One of the best uses for mocks in the Hypothesis tests is through the patch fixture.

patch is a custom pytest fixture that integrates mock.patch (a feature of the mock library that we haven’t discussed) with pytest fixtures. You’ll see patch used very often in the Hypothesis tests.

patch is most often used when one of our modules imports and uses another one of our own modules. patch replaces the other module with a MagicMock object.

For example, h/views/api.py::create() is the view function that’s called when someone POSTs a new annotation to the https://hypothes.is/api/annotations URL. It calls the storage module to save the new annotation to the database. storage has its own tests and we don’t want our test for create() to be accessing the real database, so we want storage to be replaced with a mock object. This is done using a simple patch-based fixture:

class TestCreate(object):

    def test_it_creates_the_annotation_in_storage(self, storage):
        ... # (Call the create() view to create an annotation)

        # Use the mock storage object to test that it would have saved the
        # annotation to storage.
        storage.create_annotation.assert_called_once_with(...)

    @pytest.fixture
    def storage(self, patch):
        # Replace h.views.api.storage with a mock object, and return the
        # mock object.
        return patch('h.views.api.storage')

The code under test, h/views/api.py, imports another module h/storage.py like this:

from h import storage

In the tests above, the storage() fixture calls patch('h.views.api.storage') which replaces the storage module in h/views/api.py with a mock object.
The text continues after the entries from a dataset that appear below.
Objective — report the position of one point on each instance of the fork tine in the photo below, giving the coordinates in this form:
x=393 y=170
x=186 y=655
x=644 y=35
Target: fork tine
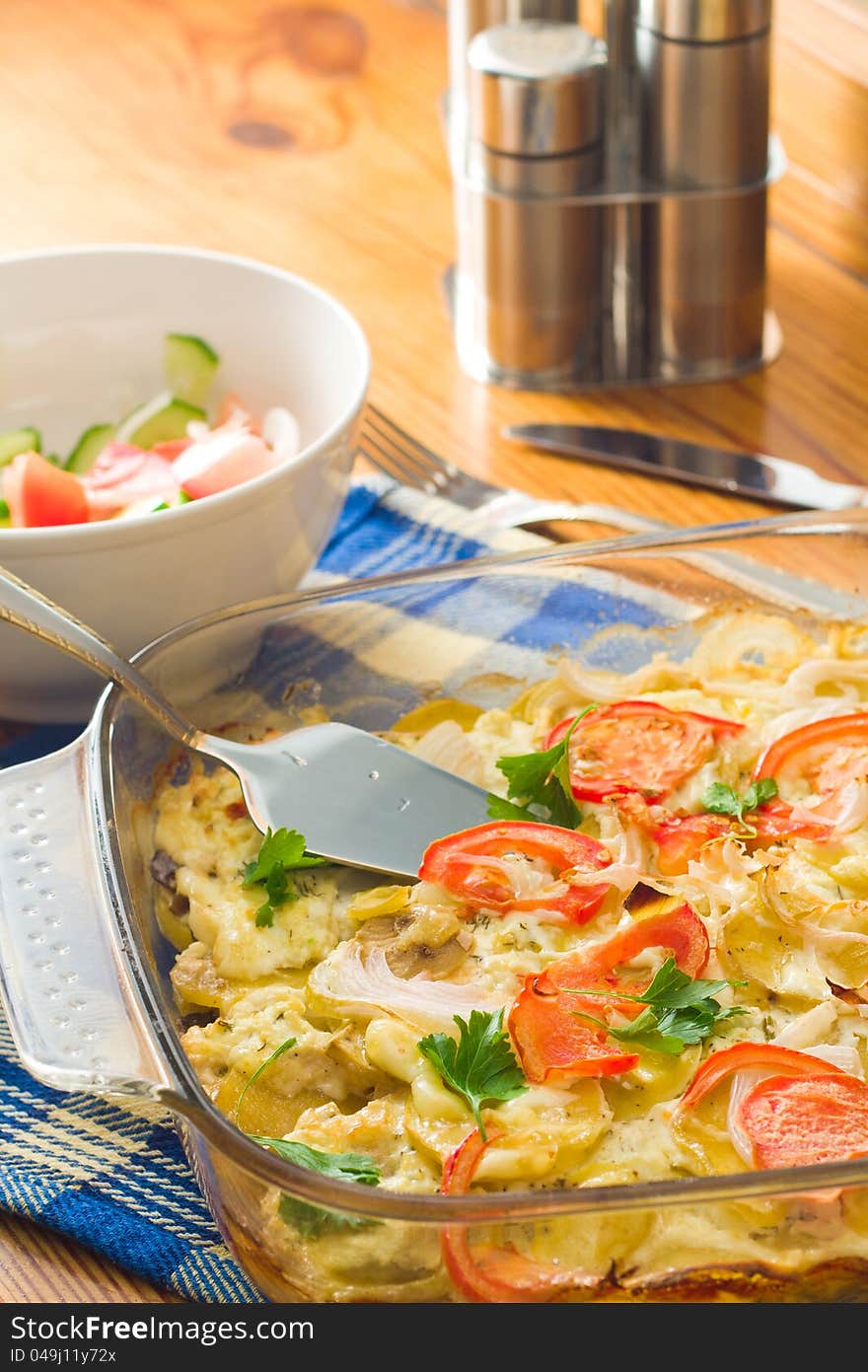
x=387 y=460
x=394 y=453
x=391 y=432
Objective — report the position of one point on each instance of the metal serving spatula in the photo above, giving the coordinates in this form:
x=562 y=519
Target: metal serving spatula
x=355 y=797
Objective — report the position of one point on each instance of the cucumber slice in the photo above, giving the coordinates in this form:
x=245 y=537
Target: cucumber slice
x=20 y=441
x=181 y=498
x=90 y=448
x=161 y=420
x=190 y=367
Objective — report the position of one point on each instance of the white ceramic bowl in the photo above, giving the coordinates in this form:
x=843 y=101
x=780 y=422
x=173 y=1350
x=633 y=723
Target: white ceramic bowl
x=81 y=342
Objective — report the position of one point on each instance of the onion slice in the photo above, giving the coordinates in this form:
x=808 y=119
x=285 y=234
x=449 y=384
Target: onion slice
x=361 y=981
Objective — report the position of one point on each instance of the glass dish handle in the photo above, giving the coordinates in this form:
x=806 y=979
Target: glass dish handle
x=73 y=1010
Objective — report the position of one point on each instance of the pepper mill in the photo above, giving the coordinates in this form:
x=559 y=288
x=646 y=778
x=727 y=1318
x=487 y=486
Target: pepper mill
x=702 y=81
x=531 y=262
Since test_something_about_search() uses the storage() fixture, any views.py code that this test calls will see a mock object in place of the real storage module.

The storage() fixture happens to have the same name as the storage module it replaces - this isn’t necessary, the storage() fixture could be called anything and still replace the storage module - but giving patch fixtures the same name as the thing they patch is a convention in the Hypothesis tests.

patch is an unusual fixture in that it’s almost always used by other fixtures, like the storage fixture above, rather than by tests directly.

patch automatically takes care to do the mocking in the best way possible:

  • It uses autospec so that, just like when creating a MagicMock with create_autospec(), only those attributes that exist on the real object can be accessed or set on the mock (recursively). Call signatures are also matched: if code passes the wrong number of arguments, or a keyword argument that doesn’t exist on the real method, to a mock object from the patch fixture it’ll get a TypeError just as you would get from the real object.

  • patch also takes care of stopping the patch after the test method finishes, before the next test is run, so that one test’s mock object doesn’t leak into other tests.

It still isn’t perfect (see The Problem with Mocks for the limitations of autospeccing) but patch is one of the most useful and least problematic applications of the mock library and you’ll see it used a lot in the Hypothesis tests.